Yeah I wont be really upset as long as we get in and hopefully get to beat up an NFC Least team for a playoff win. Next year get our shit together for real.
Just let Brady run the offense and take your egos out of it, Arians/Leftwich.
I mean, I have a hard time agreeing with that. Tom Brady is already 43 years old. How much time do you think he has left as an effective NFL QB? And, I understand, maybe you could argue that the "normal laws of aging" don't necessarily apply to (arguably) the best QB in the history of the league, but, on the flip side to that, I would say just take one look at Peyton Manning. He was the league MVP in 2013 and had pretty much picked up where he left off through about eleven games of 2014 (was on pace for ~5175 yards at that point). And then, beginning with the very next week, his numbers cratered. From that point forward through the rest of his career, he only had three games over 300 yards passing. 17 touchdowns, 23 interceptions. If I remember, he was dealing with some kind of quad injury in 2014 at that point, but there was no bounceback when he was, ostensibly, healthy the following year. A different arguable GOAT, and he went from being at the top of his game to being finished, almost literally overnight.

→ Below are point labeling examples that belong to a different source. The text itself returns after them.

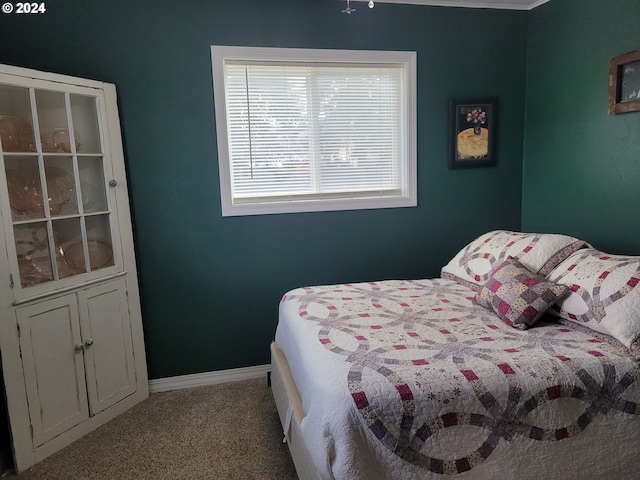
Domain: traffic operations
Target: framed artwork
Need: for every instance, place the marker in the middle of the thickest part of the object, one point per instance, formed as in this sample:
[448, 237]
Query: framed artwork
[472, 132]
[624, 83]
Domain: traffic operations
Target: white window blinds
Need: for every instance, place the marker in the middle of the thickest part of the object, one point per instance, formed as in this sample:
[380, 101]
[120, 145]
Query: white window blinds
[309, 132]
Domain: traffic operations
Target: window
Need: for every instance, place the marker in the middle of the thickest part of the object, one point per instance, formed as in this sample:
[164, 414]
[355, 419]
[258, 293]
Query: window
[312, 130]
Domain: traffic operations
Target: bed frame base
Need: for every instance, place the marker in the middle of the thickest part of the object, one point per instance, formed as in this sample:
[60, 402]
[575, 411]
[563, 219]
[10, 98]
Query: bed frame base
[289, 405]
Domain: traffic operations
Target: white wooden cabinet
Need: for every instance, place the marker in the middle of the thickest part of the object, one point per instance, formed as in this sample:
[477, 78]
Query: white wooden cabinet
[71, 334]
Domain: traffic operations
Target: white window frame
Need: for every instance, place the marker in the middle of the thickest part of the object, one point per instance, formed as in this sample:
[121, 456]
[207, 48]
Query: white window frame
[405, 59]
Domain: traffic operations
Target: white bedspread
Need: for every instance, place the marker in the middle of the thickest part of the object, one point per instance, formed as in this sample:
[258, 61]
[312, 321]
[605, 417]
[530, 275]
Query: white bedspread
[412, 380]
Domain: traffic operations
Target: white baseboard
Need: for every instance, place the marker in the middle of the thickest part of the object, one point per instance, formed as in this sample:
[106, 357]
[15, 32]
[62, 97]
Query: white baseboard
[207, 378]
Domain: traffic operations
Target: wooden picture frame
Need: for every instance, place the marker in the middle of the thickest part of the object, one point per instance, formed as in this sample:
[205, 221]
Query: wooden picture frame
[472, 132]
[624, 83]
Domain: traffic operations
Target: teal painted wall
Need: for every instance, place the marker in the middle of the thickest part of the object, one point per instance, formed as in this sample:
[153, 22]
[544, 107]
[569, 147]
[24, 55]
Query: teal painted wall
[582, 166]
[211, 286]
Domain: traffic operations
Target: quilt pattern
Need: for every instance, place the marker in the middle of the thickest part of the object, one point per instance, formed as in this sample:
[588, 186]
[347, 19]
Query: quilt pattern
[423, 358]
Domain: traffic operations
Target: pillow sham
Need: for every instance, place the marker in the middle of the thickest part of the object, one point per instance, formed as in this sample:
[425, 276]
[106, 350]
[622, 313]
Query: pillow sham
[517, 295]
[539, 252]
[604, 296]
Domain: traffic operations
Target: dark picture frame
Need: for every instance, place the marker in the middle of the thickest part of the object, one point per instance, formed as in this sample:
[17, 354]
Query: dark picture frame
[472, 132]
[624, 83]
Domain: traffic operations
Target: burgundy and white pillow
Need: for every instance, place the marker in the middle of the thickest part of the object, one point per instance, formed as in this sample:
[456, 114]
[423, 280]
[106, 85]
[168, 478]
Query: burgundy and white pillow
[604, 294]
[538, 252]
[517, 295]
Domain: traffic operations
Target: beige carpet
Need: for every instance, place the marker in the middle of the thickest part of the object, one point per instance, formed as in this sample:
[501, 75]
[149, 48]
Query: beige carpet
[228, 431]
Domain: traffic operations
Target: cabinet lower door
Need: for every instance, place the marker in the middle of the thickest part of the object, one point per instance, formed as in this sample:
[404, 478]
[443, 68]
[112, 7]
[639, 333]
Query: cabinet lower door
[52, 359]
[106, 330]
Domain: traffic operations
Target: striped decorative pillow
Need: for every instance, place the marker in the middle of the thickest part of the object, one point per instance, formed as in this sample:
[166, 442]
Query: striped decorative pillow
[519, 296]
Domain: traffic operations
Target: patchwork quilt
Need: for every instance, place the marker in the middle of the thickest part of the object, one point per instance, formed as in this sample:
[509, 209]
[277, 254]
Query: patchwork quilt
[415, 380]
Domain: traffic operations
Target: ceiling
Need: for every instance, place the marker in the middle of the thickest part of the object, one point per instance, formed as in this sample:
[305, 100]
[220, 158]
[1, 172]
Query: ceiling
[503, 4]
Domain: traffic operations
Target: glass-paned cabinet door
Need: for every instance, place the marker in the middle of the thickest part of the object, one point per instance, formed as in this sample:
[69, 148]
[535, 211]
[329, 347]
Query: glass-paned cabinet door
[56, 174]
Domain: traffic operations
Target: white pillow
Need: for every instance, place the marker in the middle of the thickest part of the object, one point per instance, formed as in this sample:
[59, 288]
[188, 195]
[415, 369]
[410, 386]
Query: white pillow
[539, 252]
[604, 296]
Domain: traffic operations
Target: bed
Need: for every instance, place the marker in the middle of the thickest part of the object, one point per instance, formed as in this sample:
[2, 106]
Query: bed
[520, 361]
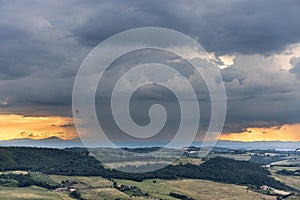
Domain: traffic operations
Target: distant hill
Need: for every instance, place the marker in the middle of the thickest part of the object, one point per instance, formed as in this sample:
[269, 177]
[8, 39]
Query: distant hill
[68, 162]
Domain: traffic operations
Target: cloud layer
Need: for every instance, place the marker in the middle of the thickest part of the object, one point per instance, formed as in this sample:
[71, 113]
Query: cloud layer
[44, 43]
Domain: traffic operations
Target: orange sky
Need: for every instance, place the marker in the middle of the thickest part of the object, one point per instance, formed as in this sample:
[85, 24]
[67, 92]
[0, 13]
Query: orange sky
[18, 126]
[286, 132]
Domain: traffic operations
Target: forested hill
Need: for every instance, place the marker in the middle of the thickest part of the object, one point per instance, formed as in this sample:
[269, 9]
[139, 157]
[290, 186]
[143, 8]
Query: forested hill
[66, 162]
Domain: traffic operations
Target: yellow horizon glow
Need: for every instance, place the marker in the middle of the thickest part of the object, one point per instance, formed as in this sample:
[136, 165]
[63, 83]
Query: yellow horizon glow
[286, 132]
[19, 126]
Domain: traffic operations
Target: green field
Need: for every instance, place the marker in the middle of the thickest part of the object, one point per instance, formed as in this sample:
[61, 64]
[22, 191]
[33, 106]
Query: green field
[197, 189]
[32, 193]
[293, 181]
[96, 188]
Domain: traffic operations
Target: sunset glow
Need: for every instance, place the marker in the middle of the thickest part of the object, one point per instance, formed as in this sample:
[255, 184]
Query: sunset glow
[285, 132]
[18, 126]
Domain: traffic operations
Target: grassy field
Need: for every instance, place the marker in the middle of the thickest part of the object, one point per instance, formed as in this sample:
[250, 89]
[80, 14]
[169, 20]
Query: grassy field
[83, 181]
[197, 189]
[293, 181]
[96, 188]
[32, 193]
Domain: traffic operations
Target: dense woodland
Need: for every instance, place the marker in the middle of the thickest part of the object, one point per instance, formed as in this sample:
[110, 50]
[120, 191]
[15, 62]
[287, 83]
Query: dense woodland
[69, 162]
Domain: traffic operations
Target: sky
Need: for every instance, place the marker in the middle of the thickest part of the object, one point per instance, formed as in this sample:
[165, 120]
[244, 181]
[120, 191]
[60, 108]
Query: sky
[256, 45]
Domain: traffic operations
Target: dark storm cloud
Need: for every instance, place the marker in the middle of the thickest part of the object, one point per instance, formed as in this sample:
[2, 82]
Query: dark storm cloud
[42, 44]
[220, 26]
[295, 61]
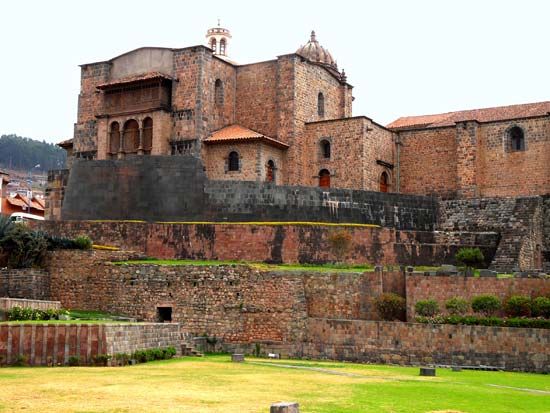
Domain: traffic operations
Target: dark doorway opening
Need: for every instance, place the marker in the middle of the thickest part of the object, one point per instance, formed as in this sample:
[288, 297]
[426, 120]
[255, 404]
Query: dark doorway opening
[164, 314]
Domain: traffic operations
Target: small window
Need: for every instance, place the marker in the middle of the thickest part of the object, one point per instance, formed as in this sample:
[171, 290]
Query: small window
[147, 135]
[324, 178]
[321, 104]
[218, 92]
[384, 182]
[164, 314]
[517, 139]
[270, 173]
[325, 149]
[233, 161]
[114, 144]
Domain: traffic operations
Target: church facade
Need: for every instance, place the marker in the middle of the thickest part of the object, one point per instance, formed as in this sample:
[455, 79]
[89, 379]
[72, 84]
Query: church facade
[289, 121]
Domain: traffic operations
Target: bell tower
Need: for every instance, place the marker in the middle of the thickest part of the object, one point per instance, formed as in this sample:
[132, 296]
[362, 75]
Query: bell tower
[217, 38]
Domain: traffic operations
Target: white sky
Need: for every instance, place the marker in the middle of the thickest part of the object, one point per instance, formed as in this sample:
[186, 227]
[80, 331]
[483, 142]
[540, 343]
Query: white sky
[403, 57]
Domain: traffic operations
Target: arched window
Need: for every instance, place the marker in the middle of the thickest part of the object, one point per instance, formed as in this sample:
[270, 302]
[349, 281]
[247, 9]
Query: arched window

It was one thing in 2010 with a young Josh Freeman or in 2016 with a young Jameis Winston to be an "up-and-coming" team that, hopefully, would be more of a threat to make noise in the playoffs in the future but at the same time would've been just happy to make the playoffs at all in the current year. With a 43-year-old Tom Brady, I can't think that way. You don't sign someone at that age and think long term. The two things completely contradict each other. Personally, I think this team is super overrated and people just want to believe because of who the QB is and because this defense was able to force Aaron Rodgers into one of the worst games of his entire career on one random Sunday (and, guess what? If there's a re-match in the playoffs, it's gonna be at Lambeau, not Raymond James, and in cold weather, not warm Tampa), but what I think of them doesn't matter. This team was assembled to make a run at the Super Bowl beginning this season, and maybe that's why I speak with such a harsh tongue for them. Because, whether you want to criticize Brady, the defense, the O-line, Mike Evans, or the coaching staff, I don't have any reason to think they can get the job done. Aside from that Packers game, they've failed every big test they've gotten this year. And if calling yesterday a "failure" is harsh because of the final score, let me just say that yesterday was a 27-24 final score that was one Mecole Hardman-dropped 89 yard touchdown pass away from being a 3rd quarter blowout and Patrick Mahomes having a very real chance at setting a single-game passing yards record (he finished with 462, the record is 554, and the Chiefs pretty much went nowhere the rest of that drive. 462 + 89 = 551, so, either way, he was right in the neighborhood with that play). 27-24 flattered the Bucs, big time. I wasn't impressed.
Now, sure, stranger things have happened, but the Bucs won't get a top challenge the rest of the way in terms of their opponent, so there's nothing they can do that's going to change my mind. How they deal with the Falcons (x2), Vikings, and Lions isn't going to say anything about how they might deal with the Saints, Packers, Seahawks, Rams, or Cardinals in January. So, at this point, my mind is pretty much set on them.
At this point, just about the best thing BA and Byron could do is, on gameday, get the f*** out of Tom's way and just let him call the game as he sees fit. And, for the love of g-d, it won't kill you to allow a little more pre-snap motion, motion at the snap, and play action to come into the equation, either. It's 2020; quit trying to force an offensive schematic principle that's 5-10 years out-of-date by now. There's no bonus points for playing static with your receivers and backs.